Au lendemain de l'annonce du report, le professeur s'était déjà fendu d'un communiqué (page 3 de ce document) où il faisait également le lien avec les élections municipales, qui ont lieu au printemps 2014 :

La ministre croit, dit−elle, toujours au formidable projet du futur Hôtel−Dieu mais trouve préférable non pas de le "reporter", mais de le "décaler" (la nuance dépasse mon entendement) de quelque mois, ce qui pourrait (comme par hasard) nous mener au mois de mai 2014. (...) Et voilà, tout s'éclaire ! Les élections municipales du printemps prochain !

Il poursuit en évoquant un échange avec des conseillers de la ministre, après avoir décrit le tête-à-tête avec Marisol Touraine :

J'ai aussi parlé à deux conseillers de Mme Touraine. L'un a esquivé le sujet pour m'entreprendre sur les projets immobiliers de l'AP-HP.
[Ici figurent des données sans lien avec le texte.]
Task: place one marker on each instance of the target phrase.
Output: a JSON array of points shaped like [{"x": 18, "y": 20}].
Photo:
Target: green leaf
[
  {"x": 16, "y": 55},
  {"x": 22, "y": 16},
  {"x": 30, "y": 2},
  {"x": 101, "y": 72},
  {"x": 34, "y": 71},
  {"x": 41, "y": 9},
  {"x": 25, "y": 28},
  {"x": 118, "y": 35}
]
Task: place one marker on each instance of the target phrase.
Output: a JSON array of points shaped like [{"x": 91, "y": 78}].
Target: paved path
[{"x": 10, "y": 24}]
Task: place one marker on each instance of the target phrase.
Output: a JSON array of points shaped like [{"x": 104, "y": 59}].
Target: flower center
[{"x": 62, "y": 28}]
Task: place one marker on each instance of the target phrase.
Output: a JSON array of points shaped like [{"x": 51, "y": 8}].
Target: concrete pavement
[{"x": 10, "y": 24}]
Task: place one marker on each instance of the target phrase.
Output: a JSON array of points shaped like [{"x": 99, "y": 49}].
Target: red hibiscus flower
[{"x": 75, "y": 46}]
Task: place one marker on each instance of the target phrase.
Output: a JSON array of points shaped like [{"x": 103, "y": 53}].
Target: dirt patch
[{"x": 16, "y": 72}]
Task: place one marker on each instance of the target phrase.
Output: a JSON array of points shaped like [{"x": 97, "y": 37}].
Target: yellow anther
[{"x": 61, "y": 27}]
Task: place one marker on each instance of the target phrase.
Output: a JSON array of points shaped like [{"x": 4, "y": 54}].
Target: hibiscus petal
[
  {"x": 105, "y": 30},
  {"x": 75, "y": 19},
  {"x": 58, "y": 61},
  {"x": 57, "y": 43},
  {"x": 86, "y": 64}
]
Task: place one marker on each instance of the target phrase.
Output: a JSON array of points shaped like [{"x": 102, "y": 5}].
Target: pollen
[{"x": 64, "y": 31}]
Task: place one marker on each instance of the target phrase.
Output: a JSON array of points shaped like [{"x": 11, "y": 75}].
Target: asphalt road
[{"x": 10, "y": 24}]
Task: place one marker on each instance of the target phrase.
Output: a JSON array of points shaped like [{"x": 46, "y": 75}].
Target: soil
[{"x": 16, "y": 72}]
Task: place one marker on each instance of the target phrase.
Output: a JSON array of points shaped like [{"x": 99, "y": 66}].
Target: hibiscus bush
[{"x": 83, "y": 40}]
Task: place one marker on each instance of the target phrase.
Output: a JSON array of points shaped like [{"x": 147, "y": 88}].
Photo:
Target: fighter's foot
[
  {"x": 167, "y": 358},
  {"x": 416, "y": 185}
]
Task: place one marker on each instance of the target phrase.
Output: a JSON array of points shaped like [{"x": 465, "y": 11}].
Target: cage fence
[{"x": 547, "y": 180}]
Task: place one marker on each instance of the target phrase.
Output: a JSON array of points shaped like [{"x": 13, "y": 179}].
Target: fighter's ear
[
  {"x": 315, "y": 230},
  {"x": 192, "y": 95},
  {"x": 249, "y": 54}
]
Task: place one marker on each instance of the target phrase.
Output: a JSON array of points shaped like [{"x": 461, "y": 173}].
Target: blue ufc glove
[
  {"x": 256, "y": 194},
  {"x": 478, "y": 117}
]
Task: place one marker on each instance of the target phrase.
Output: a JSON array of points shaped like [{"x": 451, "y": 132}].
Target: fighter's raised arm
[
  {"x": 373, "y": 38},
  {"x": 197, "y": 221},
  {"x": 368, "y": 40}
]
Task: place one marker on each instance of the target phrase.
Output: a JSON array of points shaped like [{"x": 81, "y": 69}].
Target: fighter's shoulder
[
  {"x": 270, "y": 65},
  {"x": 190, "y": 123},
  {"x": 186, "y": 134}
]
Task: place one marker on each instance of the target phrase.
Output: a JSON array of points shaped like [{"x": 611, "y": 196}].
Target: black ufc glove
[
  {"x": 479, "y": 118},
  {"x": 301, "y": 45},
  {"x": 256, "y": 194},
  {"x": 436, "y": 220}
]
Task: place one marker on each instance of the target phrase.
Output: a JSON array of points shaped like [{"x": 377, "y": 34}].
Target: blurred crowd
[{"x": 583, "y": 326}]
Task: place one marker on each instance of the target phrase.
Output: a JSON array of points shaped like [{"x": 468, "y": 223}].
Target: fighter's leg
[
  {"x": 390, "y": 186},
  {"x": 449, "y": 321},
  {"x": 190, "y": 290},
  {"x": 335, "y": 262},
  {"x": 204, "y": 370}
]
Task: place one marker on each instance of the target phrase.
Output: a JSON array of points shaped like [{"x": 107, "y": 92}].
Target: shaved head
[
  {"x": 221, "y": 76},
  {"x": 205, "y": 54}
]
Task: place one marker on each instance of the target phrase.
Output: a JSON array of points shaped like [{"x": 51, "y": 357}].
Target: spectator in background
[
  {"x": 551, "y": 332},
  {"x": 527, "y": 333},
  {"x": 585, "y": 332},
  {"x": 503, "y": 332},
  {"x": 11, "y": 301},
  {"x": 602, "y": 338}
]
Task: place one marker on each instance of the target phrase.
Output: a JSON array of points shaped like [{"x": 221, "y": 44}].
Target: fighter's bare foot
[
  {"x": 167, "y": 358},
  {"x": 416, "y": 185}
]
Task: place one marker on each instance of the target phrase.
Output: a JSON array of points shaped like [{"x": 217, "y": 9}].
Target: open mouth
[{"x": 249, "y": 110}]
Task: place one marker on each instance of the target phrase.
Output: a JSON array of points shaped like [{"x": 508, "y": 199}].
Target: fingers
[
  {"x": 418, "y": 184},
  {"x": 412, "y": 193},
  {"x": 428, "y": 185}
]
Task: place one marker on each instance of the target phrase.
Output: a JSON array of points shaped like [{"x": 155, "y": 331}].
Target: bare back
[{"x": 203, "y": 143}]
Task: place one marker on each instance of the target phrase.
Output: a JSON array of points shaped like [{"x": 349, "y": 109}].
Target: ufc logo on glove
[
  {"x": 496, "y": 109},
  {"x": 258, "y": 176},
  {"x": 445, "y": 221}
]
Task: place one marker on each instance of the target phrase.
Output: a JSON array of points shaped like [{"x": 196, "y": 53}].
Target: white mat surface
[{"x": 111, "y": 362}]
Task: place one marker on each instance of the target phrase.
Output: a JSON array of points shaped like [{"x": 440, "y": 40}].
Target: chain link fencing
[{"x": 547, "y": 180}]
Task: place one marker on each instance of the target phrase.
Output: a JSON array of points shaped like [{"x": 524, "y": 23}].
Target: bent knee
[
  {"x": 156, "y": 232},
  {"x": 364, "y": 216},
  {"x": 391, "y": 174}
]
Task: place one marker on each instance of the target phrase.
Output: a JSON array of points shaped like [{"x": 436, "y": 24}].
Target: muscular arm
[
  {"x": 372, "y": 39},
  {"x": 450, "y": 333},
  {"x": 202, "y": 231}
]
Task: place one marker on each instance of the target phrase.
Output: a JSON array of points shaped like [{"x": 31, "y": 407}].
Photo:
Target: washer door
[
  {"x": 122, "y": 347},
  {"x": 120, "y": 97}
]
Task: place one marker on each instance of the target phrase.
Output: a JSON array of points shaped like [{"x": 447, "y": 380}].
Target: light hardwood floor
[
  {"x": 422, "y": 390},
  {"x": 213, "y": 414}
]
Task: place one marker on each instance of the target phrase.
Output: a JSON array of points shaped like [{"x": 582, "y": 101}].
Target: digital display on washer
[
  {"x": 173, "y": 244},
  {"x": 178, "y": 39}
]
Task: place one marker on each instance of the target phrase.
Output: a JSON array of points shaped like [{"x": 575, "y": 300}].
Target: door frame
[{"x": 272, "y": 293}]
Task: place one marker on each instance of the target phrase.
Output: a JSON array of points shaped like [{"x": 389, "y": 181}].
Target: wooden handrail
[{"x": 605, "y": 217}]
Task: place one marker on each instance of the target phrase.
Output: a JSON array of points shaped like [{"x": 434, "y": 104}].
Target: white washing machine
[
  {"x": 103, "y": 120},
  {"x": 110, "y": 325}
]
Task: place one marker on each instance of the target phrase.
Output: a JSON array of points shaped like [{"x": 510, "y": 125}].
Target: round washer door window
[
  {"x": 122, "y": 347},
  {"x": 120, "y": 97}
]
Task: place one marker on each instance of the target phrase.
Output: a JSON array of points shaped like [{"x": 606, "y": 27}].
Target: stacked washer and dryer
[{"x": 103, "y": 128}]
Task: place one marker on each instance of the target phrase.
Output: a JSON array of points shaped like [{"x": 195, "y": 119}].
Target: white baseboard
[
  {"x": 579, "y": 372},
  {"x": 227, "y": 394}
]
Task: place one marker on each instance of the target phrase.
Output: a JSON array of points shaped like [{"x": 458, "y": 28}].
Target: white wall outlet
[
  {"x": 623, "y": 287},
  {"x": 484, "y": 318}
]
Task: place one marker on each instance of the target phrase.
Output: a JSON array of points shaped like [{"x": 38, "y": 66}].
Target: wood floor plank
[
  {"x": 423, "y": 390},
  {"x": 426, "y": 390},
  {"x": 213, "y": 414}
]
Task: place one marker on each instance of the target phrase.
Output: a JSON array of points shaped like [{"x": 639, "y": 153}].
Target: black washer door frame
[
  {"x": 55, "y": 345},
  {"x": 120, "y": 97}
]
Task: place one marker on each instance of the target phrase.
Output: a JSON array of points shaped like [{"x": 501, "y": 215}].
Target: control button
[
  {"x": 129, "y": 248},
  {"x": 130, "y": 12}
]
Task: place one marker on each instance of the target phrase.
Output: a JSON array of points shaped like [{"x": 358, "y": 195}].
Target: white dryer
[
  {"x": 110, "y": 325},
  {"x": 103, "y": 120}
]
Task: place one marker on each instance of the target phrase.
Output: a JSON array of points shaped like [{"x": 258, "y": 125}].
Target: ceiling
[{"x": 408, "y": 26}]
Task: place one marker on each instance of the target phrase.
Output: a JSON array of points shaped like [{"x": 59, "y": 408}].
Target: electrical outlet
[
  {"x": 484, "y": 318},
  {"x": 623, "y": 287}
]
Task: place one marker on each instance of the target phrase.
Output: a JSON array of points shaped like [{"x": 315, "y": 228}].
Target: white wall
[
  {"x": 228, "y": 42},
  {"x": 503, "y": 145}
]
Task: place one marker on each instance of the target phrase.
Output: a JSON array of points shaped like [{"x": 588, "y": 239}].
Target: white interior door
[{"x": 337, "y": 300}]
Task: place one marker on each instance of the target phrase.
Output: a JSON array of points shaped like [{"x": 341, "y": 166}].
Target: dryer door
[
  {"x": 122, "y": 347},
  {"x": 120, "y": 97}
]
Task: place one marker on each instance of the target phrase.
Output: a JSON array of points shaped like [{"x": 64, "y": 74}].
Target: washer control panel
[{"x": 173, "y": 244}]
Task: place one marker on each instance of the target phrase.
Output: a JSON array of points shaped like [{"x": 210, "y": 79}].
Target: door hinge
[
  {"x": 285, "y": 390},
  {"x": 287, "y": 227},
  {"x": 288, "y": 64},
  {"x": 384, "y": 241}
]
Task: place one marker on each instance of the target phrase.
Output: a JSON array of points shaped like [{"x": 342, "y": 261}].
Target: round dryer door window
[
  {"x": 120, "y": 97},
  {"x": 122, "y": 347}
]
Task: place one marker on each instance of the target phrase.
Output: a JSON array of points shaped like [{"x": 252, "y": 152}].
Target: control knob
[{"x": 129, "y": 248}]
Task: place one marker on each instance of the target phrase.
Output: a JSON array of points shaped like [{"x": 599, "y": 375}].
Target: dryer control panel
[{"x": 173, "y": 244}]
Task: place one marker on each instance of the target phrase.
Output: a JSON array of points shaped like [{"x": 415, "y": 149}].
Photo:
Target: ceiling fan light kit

L'autre est revenu sur l'affaire de l'Hôtel−Dieu pour me confesser sans rire sa crainte d'une fronde nationale qui aurait explosé le 4 novembre si on avait fermé les urgences : les mécontents de toute la France en matière de politique territoriale de santé (fermetures de petits hôpitaux ou de maternités) se seraient ligués autour du Dr Kierzek pour ameuter les populations et faire vaciller le ministère...

Malgré le ton qu'on sent sarcastique du professeur, l'hypothèse pourrait bien avoir été prise au sérieux par le gouvernement.